Marc usually shows on the Monday of each fashion week, but due to NYC's infamous brush with Hurricane Irene, he chose to push his show out to Thursday, in turn, closing out New York Fashion Week. this change in time slot actually turned out to be quite thrilling - an incredible climax to a long week that was, while colorful and happy, at times repetitive. one thing i've learned in my years as a fashion slave is that you cannot predict what Marc will show. last seasons it was strict, severe, sexy women stomping down a white padded-cell-like runway to Marilyn Manson in polka dot adorned whip straight skirts and dresses, their long ponytails swinging in unison. this season, we got Bob Fossi girls posing on the stage and then sashaying down the runway as if leaving the dance hall as Philip Glass' Einstein on the Beach Knees 1 played dramatically through the Lexington Avenue armory.
the shapes of Marc's spring collection were a relaxed, almost western take on his previous season. waists were dropped, gingham oxford shirts were shown underneath dresses and skirts that were twisted and knotted at the low hip in an almost saran-wrap-esque fabric, sequin tops thrown over said gingham shirts, and in a nod to the roaring 20's (or so it seemed), the girls' stockings were loose, although did not come off as ill-fitting, bunching around their ankles and actually drawing more attention to the beautiful lady-like mary jane pumps with a carved wooden heel and the no-fuss but SUPER chic two-tone oxford loafers. oh, and we can't forget the clear plastic cowboy boots.
the shapes themselves were a throwback to the dance hall eras of the 1920's and 1940's, but in true Marc Jacobs fashion, he made it all jarringly relevant with technical, almost futuristic fabrics. the saran-wrap plastic of the skirts and dresses, the plastic pailettes that embellished tops and skirt hems, and most beautifully...the almost reflective gingham of the oxfords and one particular pair of mary jane heels. even the flapper dress and skirts that swished past me had an element of the future; the fringe seemed almost plastic (though i cannot be sure until i run my fingers through it..which i'm dying to do!).
the sequined sweatshirts over the technical chiffon skirt is a level i cannot even....discuss yet.
the dropped waist in embossed yellow crocodile with a flirty, feminine hemline... i can't. i'm dying.
great view of the technical gingham - in a slipdress thrown over a flapper-fringed skirt. i mean...right?
the detail of the embellishment in this dress and coat is why Marc is probably the new couturier at Dior.

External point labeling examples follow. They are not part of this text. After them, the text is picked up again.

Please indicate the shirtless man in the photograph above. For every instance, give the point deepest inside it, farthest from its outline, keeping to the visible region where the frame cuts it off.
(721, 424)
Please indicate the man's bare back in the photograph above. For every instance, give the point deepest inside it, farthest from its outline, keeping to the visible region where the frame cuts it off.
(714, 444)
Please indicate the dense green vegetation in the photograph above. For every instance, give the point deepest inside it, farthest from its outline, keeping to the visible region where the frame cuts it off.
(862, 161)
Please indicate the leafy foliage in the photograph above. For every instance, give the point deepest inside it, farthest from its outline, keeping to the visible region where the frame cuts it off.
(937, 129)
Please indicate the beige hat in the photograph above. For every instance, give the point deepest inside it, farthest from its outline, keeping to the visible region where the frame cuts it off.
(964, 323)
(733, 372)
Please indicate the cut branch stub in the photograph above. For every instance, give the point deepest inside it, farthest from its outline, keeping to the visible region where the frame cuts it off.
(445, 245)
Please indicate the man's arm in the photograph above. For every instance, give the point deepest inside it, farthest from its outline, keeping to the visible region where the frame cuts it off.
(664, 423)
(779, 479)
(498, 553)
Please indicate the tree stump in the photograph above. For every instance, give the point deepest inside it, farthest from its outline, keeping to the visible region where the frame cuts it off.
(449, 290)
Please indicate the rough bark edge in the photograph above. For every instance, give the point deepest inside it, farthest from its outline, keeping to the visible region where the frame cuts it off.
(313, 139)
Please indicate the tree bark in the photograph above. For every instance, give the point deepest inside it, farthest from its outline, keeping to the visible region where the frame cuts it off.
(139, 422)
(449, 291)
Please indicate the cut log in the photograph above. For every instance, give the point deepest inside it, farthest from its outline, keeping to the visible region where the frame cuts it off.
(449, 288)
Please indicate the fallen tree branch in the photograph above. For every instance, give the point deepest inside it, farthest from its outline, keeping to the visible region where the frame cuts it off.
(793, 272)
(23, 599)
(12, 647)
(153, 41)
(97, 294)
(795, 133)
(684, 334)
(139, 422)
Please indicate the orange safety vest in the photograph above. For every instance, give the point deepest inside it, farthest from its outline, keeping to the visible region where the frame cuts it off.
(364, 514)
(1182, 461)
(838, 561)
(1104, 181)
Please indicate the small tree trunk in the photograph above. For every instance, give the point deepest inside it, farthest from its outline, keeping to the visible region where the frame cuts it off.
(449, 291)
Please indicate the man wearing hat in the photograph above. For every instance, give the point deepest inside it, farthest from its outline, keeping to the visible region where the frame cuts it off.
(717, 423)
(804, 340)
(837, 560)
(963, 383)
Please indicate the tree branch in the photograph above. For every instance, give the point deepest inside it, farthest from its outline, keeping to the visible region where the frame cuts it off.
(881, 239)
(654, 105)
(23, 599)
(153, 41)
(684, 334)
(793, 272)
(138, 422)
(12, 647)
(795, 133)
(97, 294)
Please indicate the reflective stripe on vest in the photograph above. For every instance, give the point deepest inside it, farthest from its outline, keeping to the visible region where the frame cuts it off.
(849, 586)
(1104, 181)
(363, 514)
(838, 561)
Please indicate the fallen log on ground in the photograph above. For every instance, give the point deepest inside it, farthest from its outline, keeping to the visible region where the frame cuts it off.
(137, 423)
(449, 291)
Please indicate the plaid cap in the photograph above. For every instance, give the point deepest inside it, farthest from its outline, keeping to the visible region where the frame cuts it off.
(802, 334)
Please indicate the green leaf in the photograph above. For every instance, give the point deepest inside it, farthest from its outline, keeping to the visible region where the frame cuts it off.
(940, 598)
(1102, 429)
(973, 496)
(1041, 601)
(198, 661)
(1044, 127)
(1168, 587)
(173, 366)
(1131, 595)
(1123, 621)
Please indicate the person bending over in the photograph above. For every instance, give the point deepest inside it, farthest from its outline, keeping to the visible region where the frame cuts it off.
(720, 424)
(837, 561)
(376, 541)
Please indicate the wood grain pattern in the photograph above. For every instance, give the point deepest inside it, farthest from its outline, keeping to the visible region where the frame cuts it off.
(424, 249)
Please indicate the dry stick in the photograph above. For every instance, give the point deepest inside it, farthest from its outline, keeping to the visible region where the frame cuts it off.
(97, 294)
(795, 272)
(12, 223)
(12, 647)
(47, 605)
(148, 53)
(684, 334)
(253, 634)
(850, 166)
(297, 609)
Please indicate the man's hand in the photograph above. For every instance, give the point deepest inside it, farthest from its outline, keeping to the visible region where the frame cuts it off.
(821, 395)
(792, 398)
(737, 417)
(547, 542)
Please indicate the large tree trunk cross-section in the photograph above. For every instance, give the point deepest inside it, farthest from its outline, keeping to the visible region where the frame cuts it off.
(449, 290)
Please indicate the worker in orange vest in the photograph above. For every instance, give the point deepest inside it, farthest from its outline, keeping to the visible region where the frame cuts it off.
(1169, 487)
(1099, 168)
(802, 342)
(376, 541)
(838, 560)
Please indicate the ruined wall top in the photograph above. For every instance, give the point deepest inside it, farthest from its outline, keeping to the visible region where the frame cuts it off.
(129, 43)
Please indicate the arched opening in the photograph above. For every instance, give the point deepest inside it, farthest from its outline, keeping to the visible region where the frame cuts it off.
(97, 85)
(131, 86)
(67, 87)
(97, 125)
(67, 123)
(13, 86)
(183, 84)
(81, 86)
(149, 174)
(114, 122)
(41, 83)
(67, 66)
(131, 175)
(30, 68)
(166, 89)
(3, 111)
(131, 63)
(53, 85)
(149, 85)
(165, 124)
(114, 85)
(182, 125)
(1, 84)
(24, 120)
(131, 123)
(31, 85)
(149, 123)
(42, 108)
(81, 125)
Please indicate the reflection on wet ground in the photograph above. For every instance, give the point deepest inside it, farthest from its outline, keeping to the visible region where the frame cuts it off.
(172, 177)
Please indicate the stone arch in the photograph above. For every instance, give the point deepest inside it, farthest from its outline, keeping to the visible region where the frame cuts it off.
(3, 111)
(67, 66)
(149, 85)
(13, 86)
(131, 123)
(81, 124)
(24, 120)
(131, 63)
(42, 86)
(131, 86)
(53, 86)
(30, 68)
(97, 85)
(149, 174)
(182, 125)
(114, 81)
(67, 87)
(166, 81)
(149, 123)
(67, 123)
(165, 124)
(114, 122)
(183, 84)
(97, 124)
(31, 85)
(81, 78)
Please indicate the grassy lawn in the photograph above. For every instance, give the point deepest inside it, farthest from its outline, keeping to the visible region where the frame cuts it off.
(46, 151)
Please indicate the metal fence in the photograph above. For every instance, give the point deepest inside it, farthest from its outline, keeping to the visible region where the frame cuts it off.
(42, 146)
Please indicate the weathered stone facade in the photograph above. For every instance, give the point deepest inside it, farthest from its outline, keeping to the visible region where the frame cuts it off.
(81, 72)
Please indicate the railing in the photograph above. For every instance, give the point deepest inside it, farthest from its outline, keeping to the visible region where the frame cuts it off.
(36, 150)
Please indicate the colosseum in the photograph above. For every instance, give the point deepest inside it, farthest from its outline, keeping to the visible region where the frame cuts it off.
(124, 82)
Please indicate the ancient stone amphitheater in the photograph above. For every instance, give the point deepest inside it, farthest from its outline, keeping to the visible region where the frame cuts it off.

please notice the beading work on the jacket + the chemise tank top + the beading work on the skirt + the yellow shoes + the yellow bag + the scalloped trim of the skirt = CHIC.
a genius takes his bow.
rumors are swirling that Marc is slated to take over for Dior - and there's no question that he's the right person for the job. what he's done at Louis Vuitton is of course, amazing, but what he's done with his own line is innovate. American fashion is nothing without Marc. he's the true maverick of the industry, never afraid to play with reference, movement, shape, femininity, masculinity, and time....and it's what keeps him relevant. he's grown his namesake line into the most recognized name in American fashion and this season's collection just further drives the point home. 1920's and 40's shapes in the year 2050 fabrics? yeah.
Marc continues to innovate and this season, he redefined what it is for a woman to dress modern.